Introduction to AI-Ready Networking
To manage IT complexity, organizations are turning to technology partners to create central hubs for their operations. A recent example of this is the Ryder Cup, which engaged HPE to create a platform for tournament staff to access data visualization and support operational decision-making. This dashboard leveraged a high-performance network and private-cloud environment, aggregating and distilling insights from diverse real-time data feeds.
The Importance of Networking in AI Implementation
It was a glimpse into what AI-ready networking looks like at scale—a real-world stress test with implications for everything from event management to enterprise operations. While models and data readiness get the lion’s share of boardroom attention and media hype, networking is a critical third leg of successful AI implementation, explains Jon Green, CTO of HPE Networking. “Disconnected AI doesn’t get you very much; you need a way to get data into it and out of it for both training and inference,” he says.
The Future of Networking
As businesses move toward distributed, real-time AI applications, tomorrow’s networks will need to parse even more massive volumes of information at ever more lightning-fast speeds. What played out on the greens at Bethpage Black represents a lesson being learned across industries: Inference-ready networks are a make-or-break factor for turning AI’s promise into real-world performance.
Making a Network AI Inference-Ready
More than half of organizations are still struggling to operationalize their data pipelines. In a recent HPE cross-industry survey of 1,775 IT leaders, 45% said they could run real-time data pushes and pulls for innovation. It’s a noticeable change over last year’s numbers (just 7% reported having such capabilities in 2024), but there’s still work to be done to connect data collection with real-time decision-making.

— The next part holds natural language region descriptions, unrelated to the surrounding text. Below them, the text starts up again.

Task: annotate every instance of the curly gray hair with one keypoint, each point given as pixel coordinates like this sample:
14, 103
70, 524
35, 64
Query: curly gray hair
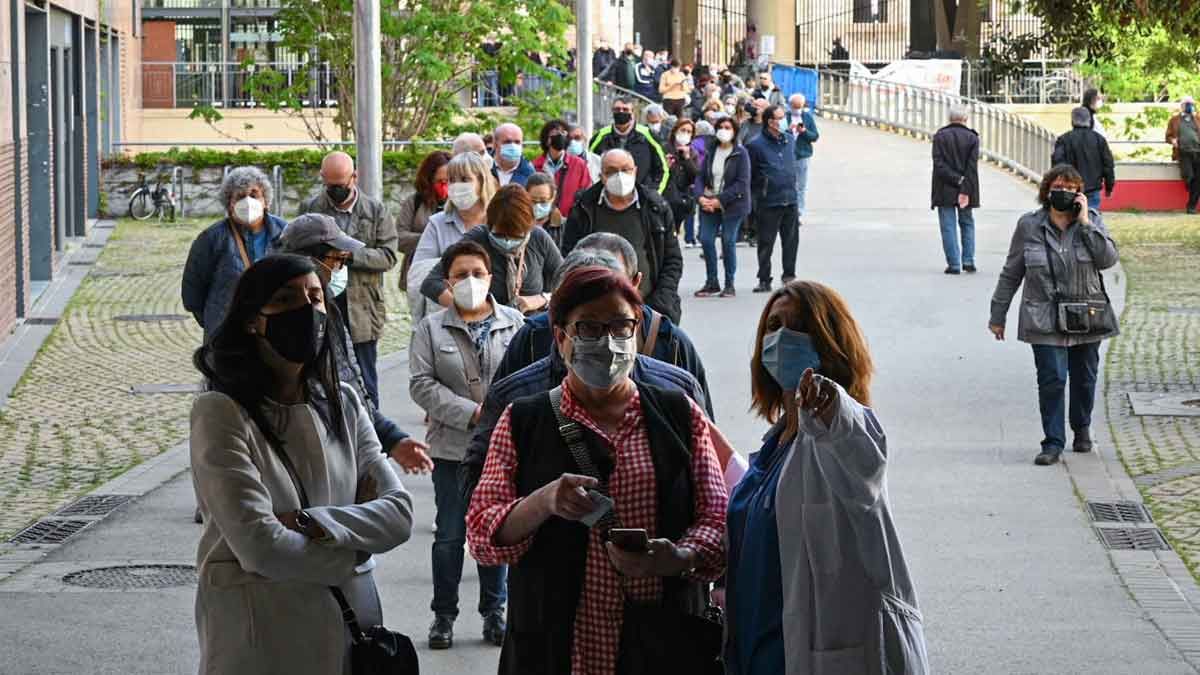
241, 179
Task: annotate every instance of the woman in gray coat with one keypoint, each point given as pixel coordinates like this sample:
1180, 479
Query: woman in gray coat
295, 490
1059, 251
453, 357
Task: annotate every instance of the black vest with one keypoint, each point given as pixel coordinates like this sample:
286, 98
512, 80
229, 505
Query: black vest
545, 585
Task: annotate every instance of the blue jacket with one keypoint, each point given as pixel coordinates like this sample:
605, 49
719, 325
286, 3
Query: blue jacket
520, 175
213, 269
804, 142
735, 196
773, 166
541, 376
535, 340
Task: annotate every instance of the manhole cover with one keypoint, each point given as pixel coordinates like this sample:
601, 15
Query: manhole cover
1159, 404
133, 577
1133, 538
49, 531
95, 505
1117, 512
151, 317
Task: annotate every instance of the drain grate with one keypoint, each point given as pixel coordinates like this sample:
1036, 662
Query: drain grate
1119, 512
94, 505
135, 577
1133, 538
49, 531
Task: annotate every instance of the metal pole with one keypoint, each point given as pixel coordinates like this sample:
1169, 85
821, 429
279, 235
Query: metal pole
369, 97
583, 65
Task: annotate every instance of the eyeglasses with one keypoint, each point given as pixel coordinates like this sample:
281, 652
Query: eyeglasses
621, 328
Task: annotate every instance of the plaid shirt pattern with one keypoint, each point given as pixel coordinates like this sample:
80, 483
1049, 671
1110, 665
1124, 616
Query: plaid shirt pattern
631, 487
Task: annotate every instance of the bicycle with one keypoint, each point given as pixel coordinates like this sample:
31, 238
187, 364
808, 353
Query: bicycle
145, 203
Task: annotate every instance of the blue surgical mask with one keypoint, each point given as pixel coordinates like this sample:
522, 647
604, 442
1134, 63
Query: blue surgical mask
786, 354
510, 151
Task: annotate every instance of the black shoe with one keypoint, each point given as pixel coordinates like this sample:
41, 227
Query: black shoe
495, 628
442, 633
1084, 441
1047, 458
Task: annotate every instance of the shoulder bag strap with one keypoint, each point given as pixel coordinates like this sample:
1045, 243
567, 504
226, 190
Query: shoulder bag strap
241, 245
471, 364
348, 616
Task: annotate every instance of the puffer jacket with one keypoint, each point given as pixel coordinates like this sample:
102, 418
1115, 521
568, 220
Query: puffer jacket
1078, 256
438, 381
371, 223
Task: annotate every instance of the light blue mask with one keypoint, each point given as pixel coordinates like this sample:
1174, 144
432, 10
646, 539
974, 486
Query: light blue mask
510, 151
786, 354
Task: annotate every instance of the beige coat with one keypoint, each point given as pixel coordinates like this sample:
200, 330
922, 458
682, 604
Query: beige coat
263, 604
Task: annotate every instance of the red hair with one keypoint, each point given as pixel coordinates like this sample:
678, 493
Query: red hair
588, 284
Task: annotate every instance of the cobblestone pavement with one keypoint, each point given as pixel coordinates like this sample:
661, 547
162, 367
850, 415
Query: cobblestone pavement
73, 422
1159, 351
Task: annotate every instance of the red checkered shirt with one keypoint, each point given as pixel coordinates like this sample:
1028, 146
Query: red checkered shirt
631, 485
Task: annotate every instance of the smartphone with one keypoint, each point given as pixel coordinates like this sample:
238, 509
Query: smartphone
629, 539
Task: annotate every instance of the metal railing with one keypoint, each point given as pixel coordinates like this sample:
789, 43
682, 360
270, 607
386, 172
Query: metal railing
169, 84
1005, 138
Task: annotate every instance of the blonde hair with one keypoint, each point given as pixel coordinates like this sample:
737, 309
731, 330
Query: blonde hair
471, 166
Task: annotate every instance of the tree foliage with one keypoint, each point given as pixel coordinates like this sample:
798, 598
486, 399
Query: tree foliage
431, 54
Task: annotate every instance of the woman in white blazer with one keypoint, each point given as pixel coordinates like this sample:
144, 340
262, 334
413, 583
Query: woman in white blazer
265, 563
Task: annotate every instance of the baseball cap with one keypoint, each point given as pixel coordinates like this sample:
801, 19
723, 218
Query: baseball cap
311, 230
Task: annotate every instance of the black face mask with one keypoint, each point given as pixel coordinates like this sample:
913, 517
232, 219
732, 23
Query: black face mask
339, 193
1062, 199
297, 335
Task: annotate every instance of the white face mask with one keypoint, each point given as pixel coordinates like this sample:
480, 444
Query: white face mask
462, 195
247, 210
339, 280
621, 184
471, 293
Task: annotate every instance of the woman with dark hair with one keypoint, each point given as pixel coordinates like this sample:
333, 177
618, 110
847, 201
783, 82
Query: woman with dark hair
295, 490
430, 195
568, 467
724, 189
816, 579
1057, 254
570, 172
525, 258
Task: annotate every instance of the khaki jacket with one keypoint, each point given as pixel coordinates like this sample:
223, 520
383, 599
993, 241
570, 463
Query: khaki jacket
263, 603
371, 223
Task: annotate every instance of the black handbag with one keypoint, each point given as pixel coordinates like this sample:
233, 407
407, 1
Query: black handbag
377, 650
655, 638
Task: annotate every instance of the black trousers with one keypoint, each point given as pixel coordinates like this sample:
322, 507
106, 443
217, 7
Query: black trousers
779, 222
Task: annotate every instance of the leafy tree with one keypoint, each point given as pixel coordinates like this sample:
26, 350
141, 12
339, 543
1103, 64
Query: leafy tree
432, 53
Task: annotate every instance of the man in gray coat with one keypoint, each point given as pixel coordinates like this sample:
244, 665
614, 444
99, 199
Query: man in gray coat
367, 220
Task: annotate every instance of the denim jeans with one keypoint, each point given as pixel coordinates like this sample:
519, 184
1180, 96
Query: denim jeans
802, 184
1056, 365
952, 220
709, 225
448, 549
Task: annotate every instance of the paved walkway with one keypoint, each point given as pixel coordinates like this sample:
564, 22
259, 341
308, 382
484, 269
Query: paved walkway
1012, 579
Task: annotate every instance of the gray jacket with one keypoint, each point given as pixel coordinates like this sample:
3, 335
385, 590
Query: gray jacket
372, 225
1078, 256
438, 381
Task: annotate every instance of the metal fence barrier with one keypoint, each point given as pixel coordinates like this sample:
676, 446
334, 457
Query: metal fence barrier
1005, 138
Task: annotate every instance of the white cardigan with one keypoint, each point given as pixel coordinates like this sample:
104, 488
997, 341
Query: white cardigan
263, 603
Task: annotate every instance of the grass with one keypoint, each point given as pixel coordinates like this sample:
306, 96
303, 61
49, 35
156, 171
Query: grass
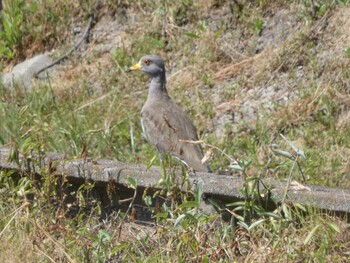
93, 112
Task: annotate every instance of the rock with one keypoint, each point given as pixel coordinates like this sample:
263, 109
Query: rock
277, 29
22, 74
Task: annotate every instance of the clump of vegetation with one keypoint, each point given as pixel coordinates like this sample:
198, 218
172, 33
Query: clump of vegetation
93, 112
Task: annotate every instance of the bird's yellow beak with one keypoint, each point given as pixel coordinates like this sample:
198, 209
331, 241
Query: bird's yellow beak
135, 67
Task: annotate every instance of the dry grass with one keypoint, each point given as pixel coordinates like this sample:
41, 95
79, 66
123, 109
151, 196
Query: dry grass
91, 108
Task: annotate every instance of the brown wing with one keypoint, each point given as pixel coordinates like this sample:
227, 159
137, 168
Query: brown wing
165, 127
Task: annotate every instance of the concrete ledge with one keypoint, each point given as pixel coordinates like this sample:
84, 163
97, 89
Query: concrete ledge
221, 187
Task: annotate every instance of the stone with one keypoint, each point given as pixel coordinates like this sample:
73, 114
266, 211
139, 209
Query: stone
22, 74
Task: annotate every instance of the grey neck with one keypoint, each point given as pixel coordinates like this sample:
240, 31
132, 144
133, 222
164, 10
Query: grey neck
157, 87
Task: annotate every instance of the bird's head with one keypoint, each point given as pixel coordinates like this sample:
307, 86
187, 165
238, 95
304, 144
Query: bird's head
150, 64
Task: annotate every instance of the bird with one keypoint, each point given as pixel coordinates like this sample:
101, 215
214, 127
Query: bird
165, 125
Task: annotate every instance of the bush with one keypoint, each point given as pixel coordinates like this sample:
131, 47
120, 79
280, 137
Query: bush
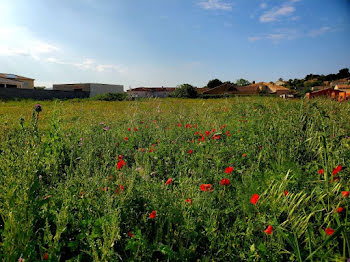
110, 97
185, 90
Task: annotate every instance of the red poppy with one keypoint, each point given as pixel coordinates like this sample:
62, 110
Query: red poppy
329, 231
225, 182
254, 199
168, 182
189, 200
269, 230
206, 187
337, 169
345, 193
121, 187
229, 170
321, 171
153, 214
120, 164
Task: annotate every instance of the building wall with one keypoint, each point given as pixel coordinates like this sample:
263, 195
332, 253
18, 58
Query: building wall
98, 89
6, 93
72, 87
27, 83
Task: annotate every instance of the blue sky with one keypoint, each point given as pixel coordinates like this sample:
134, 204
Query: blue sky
169, 42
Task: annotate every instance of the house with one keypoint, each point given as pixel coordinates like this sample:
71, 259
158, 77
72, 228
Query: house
329, 92
151, 91
280, 83
16, 81
92, 88
252, 89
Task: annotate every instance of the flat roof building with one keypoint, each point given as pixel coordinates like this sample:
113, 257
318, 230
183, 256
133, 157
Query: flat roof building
92, 88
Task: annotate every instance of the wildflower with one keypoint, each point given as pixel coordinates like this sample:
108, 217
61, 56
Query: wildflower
153, 214
345, 193
168, 182
254, 199
120, 164
229, 170
215, 137
206, 187
329, 231
337, 169
268, 230
189, 200
38, 108
321, 171
225, 182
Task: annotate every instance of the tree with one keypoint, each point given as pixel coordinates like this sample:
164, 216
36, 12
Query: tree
185, 90
242, 82
343, 73
214, 83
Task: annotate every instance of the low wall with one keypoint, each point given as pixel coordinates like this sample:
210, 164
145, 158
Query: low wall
40, 94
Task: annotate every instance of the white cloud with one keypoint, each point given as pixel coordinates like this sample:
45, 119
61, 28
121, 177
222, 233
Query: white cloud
215, 5
18, 41
90, 65
254, 38
275, 13
320, 31
263, 5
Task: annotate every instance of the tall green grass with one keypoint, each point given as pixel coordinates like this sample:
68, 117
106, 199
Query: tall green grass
61, 193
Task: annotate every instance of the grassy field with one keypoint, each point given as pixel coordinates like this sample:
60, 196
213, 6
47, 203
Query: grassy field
238, 179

The Role of Infrastructure Design
The network may hold the key to further narrowing that gap. Part of the solution will likely come down to infrastructure design. While traditional enterprise networks are engineered to handle the predictable flow of business applications—email, browsers, file sharing, etc.—they’re not designed to field the dynamic, high-volume data movement required by AI workloads. Inferencing in particular depends on shuttling vast datasets between multiple GPUs with supercomputer-like precision.
Characteristics of AI-Ready Networks
Networks built for AI, therefore, must operate with a different set of performance characteristics, including ultra-low latency, lossless throughput, specialized equipment, and adaptability at scale. One of these differences is AI’s distributed nature, which affects the seamless flow of data.
Real-World Example: The Ryder Cup
The Ryder Cup was a vivid demonstration of this new class of networking in action. During the event, a Connected Intelligence Center was put in place to ingest data from ticket scans, weather reports, GPS-tracked golf carts, concession and merchandise sales, spectator and consumer queues, and network performance. Additionally, 67 AI-enabled cameras were positioned throughout the course. Inputs were analyzed through an operational intelligence dashboard and provided staff with an instantaneous view of activity across the grounds.
Conclusion
In conclusion, AI-ready networking is crucial for organizations to turn AI’s promise into real-world performance. With the increasing demand for distributed, real-time AI applications, networks must be designed to handle the dynamic, high-volume data movement required by AI workloads. By understanding the importance of networking in AI implementation and designing infrastructure with AI-ready performance characteristics, organizations can unlock the full potential of AI and stay ahead in the game.
FAQs
Q: What is AI-ready networking?
A: AI-ready networking refers to the design and implementation of networks that can handle the high-volume, dynamic data movement required by AI workloads.
Q: Why is networking important in AI implementation?
A: Networking is a critical third leg of successful AI implementation, as it enables the flow of data into and out of AI systems for both training and inference.
Q: What are the characteristics of AI-ready networks?
A: AI-ready networks must operate with ultra-low latency, lossless throughput, specialized equipment, and adaptability at scale.
Q: What is the role of infrastructure design in making a network AI inference-ready?
A: Infrastructure design plays a crucial role in making a network AI inference-ready, as traditional enterprise networks are not designed to handle the dynamic, high-volume data movement required by AI workloads.